I’ve made no secret that I am a Kentucky girl and proud of it, even though I haven’t lived there in thirteen years and left my hometown—my real home—twenty-four years ago.

I grew up in a town with a population not much more than my Texas daughter’s high school. I knew every bump of every sidewalk in that town. I knew the shortcut to Laura Gay’s house and the open field behind Stacy’s place, where we’d play kick the can with boys until called in for dinner. There was a freedom that came with home in those years.

In the spring and summers of my childhood, I slept with my windows open to the cool night air. I stoked fireplaces with wood in winters, and felt the crisp crackle of autumn every October. I walked to school with my sisters, rode my bike everywhere else, went to church three times a week, and lived within blocks of my cousins and both sets of grandparents. Home isn’t just another place to me, of course. It’s another time. Yet by the time I was a teenager, home was no longer freedom; freedom was somewhere else. I left in 1989 and never lived there again. 

We live in Texas now, and have for eleven years. I married a California boy, and my daughters know of no other home except for the house where we currently live. Their story of home will be built around the hot white light of Texas drought, our suburban cul-de-sac in the middle of the Metroplex filled with children their own ages, and our travels to far-flung locales for vacations, including the annual road trip to Kentucky to stay a summer month with my old friends and extended family who never left. And so while a part of my heart will always be in the rolling hills of the Bluegrass state, my home is also here: the dry flat expanse of Texas, where my daughters are growing up faster than I could have ever imagined, making their memories of home as they go.

My Kentucky home, in my mind, will always be magical in so many ways—not perfect, mind you, but full of love. And isn’t that what home really means? Home truly is where your heart is.

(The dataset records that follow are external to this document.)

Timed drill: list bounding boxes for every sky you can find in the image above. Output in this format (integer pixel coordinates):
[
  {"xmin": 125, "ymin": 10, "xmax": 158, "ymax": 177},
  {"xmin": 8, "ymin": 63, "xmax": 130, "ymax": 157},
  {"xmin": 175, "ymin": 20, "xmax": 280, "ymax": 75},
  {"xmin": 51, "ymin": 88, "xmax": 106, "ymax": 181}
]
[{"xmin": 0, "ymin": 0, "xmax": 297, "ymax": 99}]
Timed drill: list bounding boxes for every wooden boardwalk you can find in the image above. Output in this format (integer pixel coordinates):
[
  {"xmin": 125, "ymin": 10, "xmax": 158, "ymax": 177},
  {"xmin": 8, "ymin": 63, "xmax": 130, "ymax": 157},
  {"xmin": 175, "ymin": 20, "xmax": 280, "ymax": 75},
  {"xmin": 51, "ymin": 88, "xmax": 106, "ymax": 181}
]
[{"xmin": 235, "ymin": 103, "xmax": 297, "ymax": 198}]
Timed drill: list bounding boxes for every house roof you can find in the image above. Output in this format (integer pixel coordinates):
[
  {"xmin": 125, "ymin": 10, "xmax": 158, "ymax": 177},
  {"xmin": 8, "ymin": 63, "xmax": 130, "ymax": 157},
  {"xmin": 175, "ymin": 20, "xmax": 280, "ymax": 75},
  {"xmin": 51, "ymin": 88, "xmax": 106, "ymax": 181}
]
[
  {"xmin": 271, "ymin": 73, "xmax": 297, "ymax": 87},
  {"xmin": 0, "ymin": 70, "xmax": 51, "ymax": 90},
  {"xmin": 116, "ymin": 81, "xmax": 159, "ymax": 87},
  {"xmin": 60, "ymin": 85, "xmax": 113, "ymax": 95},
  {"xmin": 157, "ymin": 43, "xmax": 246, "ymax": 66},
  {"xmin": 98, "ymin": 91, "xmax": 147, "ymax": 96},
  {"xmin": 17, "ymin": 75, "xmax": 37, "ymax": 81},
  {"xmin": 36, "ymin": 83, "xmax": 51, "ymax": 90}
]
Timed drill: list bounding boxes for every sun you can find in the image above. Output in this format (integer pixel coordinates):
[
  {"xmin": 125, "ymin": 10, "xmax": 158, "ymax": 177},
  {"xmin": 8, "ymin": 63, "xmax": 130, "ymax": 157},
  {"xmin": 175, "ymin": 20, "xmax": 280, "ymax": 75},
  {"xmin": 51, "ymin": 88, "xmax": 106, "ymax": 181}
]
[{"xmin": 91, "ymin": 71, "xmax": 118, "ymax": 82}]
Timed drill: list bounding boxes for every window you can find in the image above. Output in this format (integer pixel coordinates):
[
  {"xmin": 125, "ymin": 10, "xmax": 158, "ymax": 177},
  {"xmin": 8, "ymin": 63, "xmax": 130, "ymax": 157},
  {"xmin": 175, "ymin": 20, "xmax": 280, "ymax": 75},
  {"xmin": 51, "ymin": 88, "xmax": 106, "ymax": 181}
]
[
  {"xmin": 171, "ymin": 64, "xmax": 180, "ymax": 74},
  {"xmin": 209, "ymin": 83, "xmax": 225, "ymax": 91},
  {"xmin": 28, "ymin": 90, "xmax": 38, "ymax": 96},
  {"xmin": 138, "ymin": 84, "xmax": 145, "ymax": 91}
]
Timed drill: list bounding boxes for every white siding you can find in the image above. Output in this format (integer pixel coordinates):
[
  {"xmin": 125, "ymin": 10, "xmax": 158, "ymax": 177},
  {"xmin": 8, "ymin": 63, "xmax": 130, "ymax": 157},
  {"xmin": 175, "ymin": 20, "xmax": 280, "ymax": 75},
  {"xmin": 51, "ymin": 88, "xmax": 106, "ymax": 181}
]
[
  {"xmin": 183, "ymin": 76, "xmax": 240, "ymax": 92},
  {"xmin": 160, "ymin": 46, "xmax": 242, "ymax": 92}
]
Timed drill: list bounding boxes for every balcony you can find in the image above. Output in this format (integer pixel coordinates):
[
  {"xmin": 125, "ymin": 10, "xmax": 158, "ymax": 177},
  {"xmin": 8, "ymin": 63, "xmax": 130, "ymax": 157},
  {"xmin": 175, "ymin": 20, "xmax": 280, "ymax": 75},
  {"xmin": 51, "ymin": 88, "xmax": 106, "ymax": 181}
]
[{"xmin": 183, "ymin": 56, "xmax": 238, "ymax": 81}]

When Julie started writing Calling Me Home her story immediately tugged at my heart. How could it not? I know the road that Isabelle and Dorrie follow from Texas to Kentucky. I understand the racist undertones from this part of the country and can easily imagine what Northern Kentucky would have been like in the 1930s. At the same time, I know women like Dorrie—tough and independent Texans who don't want to feel forced to rely on anyone. Julie, who was born in Kentucky, knows this road as well, and it's beautifully evident in this novel.  Through her drafts and revisions of Calling Me Home, we talked more and more along the way about Kentucky memories and our present lives in Texas. One sign of a good writer is taking the seemingly ordinary journey and making it extraordinary. Julie does this with Calling Me Home.

And so if home truly is where the heart is, Julie's heart is this novel. And I can't wait to see others read and enjoy this book, this book of my friend's heart.